Moreover, with a fertility rate (babies born to each woman on average) in America of 1.87 (the lowest is among liberal states, plus PR, with caucasian death rates now surpassing the birth rate). Which means importing people, though the fertility rate has declined for Hispanics to 2.130. Muslims have the highest fertility rate with an average of 3.1 children per woman, which is well above replacement level.
In addition, the typical single lifestyle is one of an absence of non-committal relationship, either by shacking up or one night stands. According to Guttmacher, 90 percent of single women aged 2044 are currently sexually active, and such are much more likely to be infected with a STD/STI (At least 50 percent of sexually active men and women will have a genital HPV infection at some point in their lives and 50 percent of sexually active youths will contract an STD by 25).
This does not mean being single is necessarily wrong (I have been for years in service to the Lord Jesus) and which has its own advantages, but the decline of marriage and rise of singleness and its typical lifestyle is not a welcome change.
Singleness = More Socializing = More Socialism.

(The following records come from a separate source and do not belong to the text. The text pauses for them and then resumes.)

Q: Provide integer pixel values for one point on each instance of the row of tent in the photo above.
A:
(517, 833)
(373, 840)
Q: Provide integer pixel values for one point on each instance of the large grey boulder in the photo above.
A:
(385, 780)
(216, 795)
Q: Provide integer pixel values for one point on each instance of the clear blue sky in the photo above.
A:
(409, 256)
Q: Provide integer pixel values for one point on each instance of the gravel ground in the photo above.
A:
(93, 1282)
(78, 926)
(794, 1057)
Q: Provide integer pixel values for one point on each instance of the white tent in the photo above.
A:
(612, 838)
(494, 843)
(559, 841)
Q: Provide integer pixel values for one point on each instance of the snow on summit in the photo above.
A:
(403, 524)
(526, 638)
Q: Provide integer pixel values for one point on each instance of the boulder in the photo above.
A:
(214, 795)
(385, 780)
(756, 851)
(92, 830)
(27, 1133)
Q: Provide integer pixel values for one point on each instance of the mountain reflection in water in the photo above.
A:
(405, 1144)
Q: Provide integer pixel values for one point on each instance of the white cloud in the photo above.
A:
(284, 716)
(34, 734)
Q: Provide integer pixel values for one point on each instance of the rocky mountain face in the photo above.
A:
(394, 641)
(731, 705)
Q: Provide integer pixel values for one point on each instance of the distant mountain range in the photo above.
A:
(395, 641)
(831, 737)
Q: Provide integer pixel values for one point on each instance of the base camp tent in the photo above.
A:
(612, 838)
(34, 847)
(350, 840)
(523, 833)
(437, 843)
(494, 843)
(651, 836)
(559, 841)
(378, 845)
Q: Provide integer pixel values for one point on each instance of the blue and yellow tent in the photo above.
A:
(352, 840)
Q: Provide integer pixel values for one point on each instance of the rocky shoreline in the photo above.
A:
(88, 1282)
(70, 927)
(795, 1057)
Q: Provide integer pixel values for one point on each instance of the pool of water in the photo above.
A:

That appears to be his argument.
B.S.
By almost every metric, folks not getting married harms society. This is an utter lie.
Good points all of them. Marriage should be easier and divorce should be equally onerous for both parties. We also have a culture that makes marriage look unattractive. Yes, I mean being married and staying married while raising children up right. You learn important social skills doing that.
Current no-fault divorce laws in many cases actually force the faithful spouse to financially subsidize the adultery of the other.
Things like this must change. There has to be a penalty for breaking those vows.
Thankfully the process is so expensive most men will never find themselves in that position. I believe a woman lost a case like this in the past couple of years; IIRC, the courts ruled she had no right to implant the eggs because they had been fertilized by her now ex-husband.
How so? The population today has more than doubled since Erlich published his book in 1968.
Most of this growth has occurred in the Third World among illiterate, unskilled masses who have benefited from Western medicine that has been gifted upon them.
These people aren't deep thinkers. What they are really good at is procreating, committing violence and the type of menial labor that will soon be accomplished by machines.
Things are about to get interesting.